Serge Peretti, le dernier Italien
They call him “master” and it is also with great deference that Dominique Delouche films Serge Peretti, a commanding figure of the Opéra de Paris since the 1930s. Up to his death in 1997, he was committed to handing down his art both to the petits rats, the corps de ballet and to the Etoiles of the Opéra.
Dominique Delouche builds his portrait, letting us hear at length the words of Serge Peretti but those also of the people who knew him: Yvette Chauviré, Claude Bessy, Cyril Atanassoff.
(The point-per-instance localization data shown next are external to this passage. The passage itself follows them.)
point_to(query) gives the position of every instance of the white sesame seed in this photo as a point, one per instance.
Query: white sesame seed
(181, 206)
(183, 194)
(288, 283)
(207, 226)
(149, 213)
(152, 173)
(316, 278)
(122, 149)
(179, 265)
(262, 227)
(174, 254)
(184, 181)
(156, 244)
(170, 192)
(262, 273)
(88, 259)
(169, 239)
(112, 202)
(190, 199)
Archive films and photographs illustrate the career of an exceptional dancer known as “the small Vestris” and whose style was unanimously celebrated. Aged, his voice hoarse, we also see him making Nicolas Le Riche and Jean-Yves Lormeau work: in his memory, every gesture and every dramatic intention has remained engraved with staggering accuracy. Likewise, he remembers how, during the Occupation, Lifar negotiated with the Kommandantur to prevent him from going to fight in Italy against France, his adoptive country, by pointing out to the Germans that it would be more worth their while to see him dance!
Source : Fabienne Arvers
Peretti, Serge
After studying at the Paris Opera Ballet School, he joined its Ballet in 1920. He became the Premier Danseur in 1930 and was the first man to be nominated Danseur Étoile in 1941. He became a ballet master in 1945 and left the Opera in 1946. He opened his own dance school in 1948, then returned to the Opera as teacher for the Danseur Étoile class between 1962 and 1970.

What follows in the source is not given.